Back in the day when they didn't know which cellular chemical was responsible for the majority of heritability I think the usage was indeed more general. But now we have "the central dogma of biology" which puts nucleic acids on a pedestal. Convenient to have rules so you can keep track of their many exceptions.
Could you restate this? I believe "genetic" usually refers to only the sequence of linear bases, while epigenetics refers to histone acetylation, and base methylation (And other things perhaps). These are also heritable, and regulate protein expression in a way that, like genetics, affects phenotype.
No. If the change happens without altering the DNA (or RNA) sequence it's not genetic it's epigenetic.
epi- = outside
It’s not a tautology. Check out the work of Michael Levin (easily accessible on YouTube) for examples of non-genetic heritability.
Genetic would mean that genes get modified.
But there might be other ways that some traits get inherited, eg by changing the cellular environment in the sperm/egg itself which could affect the offspring while keeping the genes the same.
Maybe he's trying to go to the earliest idea of "gen-es" aka the reasons for the traits of an individual. The idea existed before the discovery of cells kernels and DNA right ? so in a way, if there are other mechanisms involved in passing traits to children, it could be termed as gen-something
Yes, that depends on the definition. Lamarck could fit into it, but he had no clue about DNA, genes and so forth; neither had Darwin. He babbled about gemmulae.
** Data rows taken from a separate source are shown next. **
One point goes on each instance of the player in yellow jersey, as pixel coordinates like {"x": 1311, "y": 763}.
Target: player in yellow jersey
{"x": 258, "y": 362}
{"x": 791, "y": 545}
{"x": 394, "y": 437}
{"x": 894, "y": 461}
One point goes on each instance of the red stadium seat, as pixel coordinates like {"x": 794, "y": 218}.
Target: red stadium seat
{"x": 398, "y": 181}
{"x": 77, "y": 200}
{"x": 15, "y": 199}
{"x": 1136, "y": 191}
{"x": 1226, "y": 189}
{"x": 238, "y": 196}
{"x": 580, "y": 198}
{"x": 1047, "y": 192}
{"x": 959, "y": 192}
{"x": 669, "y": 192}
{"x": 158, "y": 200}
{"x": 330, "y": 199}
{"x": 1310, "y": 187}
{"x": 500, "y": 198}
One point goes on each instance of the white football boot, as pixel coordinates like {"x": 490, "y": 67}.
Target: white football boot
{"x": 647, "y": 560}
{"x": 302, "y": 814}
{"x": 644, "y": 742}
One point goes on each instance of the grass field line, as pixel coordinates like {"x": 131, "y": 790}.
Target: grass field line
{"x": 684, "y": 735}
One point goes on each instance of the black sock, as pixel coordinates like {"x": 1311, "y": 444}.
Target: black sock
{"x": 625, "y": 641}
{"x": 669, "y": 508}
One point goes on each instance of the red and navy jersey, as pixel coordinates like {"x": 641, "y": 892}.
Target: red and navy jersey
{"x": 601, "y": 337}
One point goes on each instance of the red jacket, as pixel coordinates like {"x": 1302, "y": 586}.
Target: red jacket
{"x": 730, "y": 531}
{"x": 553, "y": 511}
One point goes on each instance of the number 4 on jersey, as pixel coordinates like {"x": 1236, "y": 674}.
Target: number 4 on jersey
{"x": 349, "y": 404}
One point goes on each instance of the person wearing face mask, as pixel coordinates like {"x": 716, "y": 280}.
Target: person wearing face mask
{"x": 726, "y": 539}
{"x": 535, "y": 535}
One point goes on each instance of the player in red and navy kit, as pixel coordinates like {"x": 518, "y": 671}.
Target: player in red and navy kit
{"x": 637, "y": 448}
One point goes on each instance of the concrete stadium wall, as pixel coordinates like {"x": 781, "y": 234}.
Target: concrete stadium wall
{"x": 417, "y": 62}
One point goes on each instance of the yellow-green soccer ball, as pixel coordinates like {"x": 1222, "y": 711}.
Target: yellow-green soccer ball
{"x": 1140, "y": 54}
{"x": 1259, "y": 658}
Even the definition of a gene is not very accurate. Many important sequences yield a miRNA or another RNA. Only few sequences yield a mRNA. Some "genes" are just integrated viruses/phages/transposons etc... that were modified. One of the most fascinating one was the retrovirus in regards to the mammalian placenta: https://pmc.ncbi.nlm.nih.gov/articles/PMC4332834/ but there are many more examples. We are all DNA hybrids at the end of the day. The whole species concepts makes very little sense these days, IMO. I can see the use case for eukaryotes, but it makes no sense to me for bacteria yet alone viruses.
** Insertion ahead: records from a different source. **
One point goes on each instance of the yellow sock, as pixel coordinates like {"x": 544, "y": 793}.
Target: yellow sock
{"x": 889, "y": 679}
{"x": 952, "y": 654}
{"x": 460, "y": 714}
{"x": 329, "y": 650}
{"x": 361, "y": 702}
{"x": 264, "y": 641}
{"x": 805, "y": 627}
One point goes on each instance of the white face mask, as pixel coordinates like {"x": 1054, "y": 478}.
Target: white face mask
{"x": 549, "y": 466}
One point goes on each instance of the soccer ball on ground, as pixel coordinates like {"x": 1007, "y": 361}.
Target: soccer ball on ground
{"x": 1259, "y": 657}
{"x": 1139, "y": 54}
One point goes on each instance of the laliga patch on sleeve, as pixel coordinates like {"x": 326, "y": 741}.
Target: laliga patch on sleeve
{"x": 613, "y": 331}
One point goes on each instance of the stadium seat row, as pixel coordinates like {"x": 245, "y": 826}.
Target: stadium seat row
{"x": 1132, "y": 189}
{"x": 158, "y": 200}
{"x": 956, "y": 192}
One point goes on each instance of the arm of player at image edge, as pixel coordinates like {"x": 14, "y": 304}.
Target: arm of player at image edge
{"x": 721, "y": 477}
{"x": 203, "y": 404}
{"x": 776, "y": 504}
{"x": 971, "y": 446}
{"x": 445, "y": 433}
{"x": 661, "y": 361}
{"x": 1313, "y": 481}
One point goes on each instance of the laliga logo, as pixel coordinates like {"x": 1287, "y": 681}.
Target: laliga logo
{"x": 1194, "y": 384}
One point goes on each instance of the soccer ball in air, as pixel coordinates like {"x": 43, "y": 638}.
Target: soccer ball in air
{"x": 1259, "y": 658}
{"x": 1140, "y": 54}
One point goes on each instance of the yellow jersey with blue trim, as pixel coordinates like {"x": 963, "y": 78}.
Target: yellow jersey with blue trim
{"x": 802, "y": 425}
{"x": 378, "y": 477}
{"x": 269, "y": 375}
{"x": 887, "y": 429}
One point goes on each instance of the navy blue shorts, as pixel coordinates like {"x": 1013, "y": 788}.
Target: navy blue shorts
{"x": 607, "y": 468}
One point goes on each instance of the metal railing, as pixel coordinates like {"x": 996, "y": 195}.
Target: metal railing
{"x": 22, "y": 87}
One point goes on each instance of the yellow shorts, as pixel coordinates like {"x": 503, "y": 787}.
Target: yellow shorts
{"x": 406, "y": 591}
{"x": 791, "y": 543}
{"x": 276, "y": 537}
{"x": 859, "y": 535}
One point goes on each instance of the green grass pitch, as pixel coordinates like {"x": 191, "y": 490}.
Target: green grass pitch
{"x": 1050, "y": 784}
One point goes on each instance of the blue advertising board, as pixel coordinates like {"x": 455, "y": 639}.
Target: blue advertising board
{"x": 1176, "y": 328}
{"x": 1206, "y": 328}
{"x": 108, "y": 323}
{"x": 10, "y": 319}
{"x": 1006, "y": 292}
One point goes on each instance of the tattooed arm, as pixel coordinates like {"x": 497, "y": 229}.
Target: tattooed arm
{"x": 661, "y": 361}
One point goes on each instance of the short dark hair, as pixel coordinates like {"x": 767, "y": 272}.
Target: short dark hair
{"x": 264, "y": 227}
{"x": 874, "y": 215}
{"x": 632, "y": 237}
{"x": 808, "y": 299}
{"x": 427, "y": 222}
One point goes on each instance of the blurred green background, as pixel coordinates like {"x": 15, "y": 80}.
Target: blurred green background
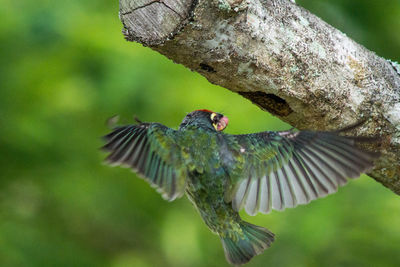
{"x": 65, "y": 68}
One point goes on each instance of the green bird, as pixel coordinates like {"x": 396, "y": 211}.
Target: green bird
{"x": 222, "y": 173}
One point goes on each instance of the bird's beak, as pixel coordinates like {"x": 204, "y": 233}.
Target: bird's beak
{"x": 222, "y": 123}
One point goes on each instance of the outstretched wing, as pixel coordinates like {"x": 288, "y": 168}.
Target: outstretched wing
{"x": 275, "y": 170}
{"x": 151, "y": 150}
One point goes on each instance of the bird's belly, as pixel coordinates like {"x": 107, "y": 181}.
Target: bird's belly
{"x": 207, "y": 194}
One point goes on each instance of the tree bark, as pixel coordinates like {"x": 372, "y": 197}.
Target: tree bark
{"x": 284, "y": 59}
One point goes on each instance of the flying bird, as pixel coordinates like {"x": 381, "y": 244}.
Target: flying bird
{"x": 223, "y": 173}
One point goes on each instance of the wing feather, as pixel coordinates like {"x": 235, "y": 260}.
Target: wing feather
{"x": 282, "y": 170}
{"x": 151, "y": 150}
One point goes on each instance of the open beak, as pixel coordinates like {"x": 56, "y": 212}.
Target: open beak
{"x": 223, "y": 122}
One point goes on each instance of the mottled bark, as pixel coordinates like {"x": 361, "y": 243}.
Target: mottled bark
{"x": 284, "y": 59}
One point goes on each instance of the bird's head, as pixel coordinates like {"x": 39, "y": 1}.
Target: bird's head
{"x": 205, "y": 118}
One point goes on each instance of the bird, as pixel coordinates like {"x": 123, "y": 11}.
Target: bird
{"x": 222, "y": 174}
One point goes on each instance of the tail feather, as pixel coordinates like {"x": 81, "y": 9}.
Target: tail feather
{"x": 256, "y": 239}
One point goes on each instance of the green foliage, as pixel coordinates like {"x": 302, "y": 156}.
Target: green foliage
{"x": 65, "y": 68}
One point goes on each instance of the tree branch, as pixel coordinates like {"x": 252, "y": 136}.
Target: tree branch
{"x": 284, "y": 59}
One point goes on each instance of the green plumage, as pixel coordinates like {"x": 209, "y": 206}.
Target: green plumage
{"x": 222, "y": 173}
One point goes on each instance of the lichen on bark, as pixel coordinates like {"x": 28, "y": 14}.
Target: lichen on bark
{"x": 284, "y": 59}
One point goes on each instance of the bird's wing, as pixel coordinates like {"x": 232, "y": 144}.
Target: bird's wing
{"x": 152, "y": 150}
{"x": 276, "y": 170}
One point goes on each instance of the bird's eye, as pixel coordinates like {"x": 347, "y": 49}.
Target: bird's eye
{"x": 213, "y": 115}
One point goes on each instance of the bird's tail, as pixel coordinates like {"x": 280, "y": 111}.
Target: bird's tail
{"x": 255, "y": 240}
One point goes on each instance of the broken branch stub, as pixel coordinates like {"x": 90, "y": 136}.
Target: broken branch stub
{"x": 284, "y": 59}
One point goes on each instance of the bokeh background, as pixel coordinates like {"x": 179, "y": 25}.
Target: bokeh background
{"x": 65, "y": 68}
Epigenetic inheritance is a mechanism whereby traits could be passed from one generation to the next without modifying the underlying genetic DNA. The mechanism would alter the expression of different parts of DNA.
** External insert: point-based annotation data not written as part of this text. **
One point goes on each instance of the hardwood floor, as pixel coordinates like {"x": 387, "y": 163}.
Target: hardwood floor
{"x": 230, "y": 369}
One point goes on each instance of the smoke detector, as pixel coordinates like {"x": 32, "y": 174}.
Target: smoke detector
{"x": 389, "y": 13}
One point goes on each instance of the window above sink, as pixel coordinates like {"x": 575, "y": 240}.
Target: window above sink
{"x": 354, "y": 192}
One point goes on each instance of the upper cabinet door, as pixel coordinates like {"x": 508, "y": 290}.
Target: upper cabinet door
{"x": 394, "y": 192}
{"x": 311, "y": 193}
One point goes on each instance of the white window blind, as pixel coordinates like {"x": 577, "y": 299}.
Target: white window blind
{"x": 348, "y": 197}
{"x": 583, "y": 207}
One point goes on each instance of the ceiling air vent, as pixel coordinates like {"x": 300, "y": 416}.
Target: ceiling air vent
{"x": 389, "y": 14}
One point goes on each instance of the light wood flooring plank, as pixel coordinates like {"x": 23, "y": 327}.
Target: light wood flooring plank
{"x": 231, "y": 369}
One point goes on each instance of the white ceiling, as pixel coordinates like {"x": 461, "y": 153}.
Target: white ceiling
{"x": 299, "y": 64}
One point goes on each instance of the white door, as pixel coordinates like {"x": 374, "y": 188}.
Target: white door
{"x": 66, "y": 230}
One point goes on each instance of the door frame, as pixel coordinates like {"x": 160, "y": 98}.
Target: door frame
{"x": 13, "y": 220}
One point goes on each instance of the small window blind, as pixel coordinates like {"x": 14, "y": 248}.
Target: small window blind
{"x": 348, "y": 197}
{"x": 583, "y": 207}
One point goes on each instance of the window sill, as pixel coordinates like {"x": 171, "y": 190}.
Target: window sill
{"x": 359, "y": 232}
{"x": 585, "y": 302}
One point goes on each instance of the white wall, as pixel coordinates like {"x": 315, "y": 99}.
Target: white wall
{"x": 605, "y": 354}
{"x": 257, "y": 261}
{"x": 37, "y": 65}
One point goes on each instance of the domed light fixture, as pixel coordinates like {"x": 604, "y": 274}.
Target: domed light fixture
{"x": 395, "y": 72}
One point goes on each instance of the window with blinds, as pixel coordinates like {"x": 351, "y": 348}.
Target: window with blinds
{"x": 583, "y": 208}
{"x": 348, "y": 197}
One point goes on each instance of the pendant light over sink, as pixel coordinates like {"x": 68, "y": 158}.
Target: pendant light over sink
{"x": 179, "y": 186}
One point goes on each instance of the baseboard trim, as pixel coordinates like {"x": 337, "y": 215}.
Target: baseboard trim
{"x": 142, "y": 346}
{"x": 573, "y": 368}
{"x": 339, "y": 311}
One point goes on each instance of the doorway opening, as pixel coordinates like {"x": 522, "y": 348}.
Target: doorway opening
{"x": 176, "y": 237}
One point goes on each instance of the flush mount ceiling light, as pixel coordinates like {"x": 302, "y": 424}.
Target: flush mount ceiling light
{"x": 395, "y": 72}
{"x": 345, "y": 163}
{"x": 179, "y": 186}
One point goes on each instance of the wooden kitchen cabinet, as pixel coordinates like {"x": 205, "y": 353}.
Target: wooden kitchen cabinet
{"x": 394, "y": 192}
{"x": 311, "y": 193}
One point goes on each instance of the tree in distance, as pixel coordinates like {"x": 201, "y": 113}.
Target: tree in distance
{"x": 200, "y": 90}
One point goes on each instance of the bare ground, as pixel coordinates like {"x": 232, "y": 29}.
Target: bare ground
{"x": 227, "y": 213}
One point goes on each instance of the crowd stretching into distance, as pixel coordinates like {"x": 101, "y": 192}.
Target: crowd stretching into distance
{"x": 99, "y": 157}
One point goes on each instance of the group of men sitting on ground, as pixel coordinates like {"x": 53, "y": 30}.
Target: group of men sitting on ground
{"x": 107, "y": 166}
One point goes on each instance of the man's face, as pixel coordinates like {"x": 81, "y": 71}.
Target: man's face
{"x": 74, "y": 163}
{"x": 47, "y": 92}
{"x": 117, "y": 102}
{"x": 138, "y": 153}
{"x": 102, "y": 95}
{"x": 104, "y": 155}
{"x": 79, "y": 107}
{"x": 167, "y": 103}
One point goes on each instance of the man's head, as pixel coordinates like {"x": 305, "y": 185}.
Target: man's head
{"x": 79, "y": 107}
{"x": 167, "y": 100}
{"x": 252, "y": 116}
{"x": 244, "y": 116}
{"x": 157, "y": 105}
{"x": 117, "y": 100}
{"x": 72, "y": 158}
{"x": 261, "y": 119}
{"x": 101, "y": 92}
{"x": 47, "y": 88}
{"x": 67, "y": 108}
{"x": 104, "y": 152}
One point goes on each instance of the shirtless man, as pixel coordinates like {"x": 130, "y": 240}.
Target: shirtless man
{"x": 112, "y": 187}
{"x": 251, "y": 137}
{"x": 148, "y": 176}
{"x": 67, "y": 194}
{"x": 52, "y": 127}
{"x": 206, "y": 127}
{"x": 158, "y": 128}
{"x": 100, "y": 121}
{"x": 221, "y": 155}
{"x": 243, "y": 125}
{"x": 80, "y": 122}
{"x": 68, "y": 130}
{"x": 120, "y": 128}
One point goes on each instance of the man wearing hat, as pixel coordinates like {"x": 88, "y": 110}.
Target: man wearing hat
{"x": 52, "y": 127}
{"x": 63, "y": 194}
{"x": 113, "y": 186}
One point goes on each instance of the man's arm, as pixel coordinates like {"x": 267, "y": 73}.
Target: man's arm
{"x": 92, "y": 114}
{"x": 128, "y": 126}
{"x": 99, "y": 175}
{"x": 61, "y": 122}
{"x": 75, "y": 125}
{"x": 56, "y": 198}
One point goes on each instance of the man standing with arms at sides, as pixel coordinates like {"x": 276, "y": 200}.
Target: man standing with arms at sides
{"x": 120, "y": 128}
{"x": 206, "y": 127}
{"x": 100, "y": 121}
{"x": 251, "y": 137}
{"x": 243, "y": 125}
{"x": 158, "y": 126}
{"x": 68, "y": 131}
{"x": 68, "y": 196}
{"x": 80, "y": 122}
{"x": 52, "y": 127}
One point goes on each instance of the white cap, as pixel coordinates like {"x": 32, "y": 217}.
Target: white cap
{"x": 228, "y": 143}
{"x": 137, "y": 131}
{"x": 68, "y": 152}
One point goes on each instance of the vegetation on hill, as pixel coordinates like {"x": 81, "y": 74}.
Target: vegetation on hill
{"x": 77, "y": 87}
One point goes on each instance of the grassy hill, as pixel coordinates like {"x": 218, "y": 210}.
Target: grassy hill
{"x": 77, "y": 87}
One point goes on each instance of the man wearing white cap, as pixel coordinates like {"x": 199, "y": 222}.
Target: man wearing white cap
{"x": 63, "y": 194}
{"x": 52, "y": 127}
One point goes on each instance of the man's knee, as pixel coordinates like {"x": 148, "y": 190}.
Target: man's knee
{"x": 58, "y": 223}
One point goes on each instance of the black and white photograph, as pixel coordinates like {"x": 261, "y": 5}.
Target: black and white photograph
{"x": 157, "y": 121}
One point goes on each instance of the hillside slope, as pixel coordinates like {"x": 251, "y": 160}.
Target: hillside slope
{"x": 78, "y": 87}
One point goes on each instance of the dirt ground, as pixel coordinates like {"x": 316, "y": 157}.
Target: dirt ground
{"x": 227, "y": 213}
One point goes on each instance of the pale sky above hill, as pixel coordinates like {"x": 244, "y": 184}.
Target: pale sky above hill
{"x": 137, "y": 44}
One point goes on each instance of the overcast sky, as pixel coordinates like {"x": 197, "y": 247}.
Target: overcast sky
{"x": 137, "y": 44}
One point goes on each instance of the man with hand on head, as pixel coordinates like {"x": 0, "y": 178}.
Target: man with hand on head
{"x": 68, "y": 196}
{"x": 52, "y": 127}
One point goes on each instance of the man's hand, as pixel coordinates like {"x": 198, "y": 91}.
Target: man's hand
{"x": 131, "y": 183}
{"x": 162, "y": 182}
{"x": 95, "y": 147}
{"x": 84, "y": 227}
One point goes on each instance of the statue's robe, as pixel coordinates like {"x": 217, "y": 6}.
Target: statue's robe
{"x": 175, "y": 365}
It’s a very young field with a lot of open questions. The concept has been adopted and abused in the mainstream so you have to be careful to separate the science from the pseudoscience.
> It’s a very young field
https://en.wikipedia.org/wiki/Epigenetics#Definitions
That depends on the definition. But, if we use the modern definition, it emerged (or re-emerged) in the 1990s. It's not old, indeed, but I also would no longer call it "very young". It's soon 40 years in the modern definition, and much older if we include prior discussions.
A young field can be immature, regardless of age.
E.g., I would regard computer science as a very young field.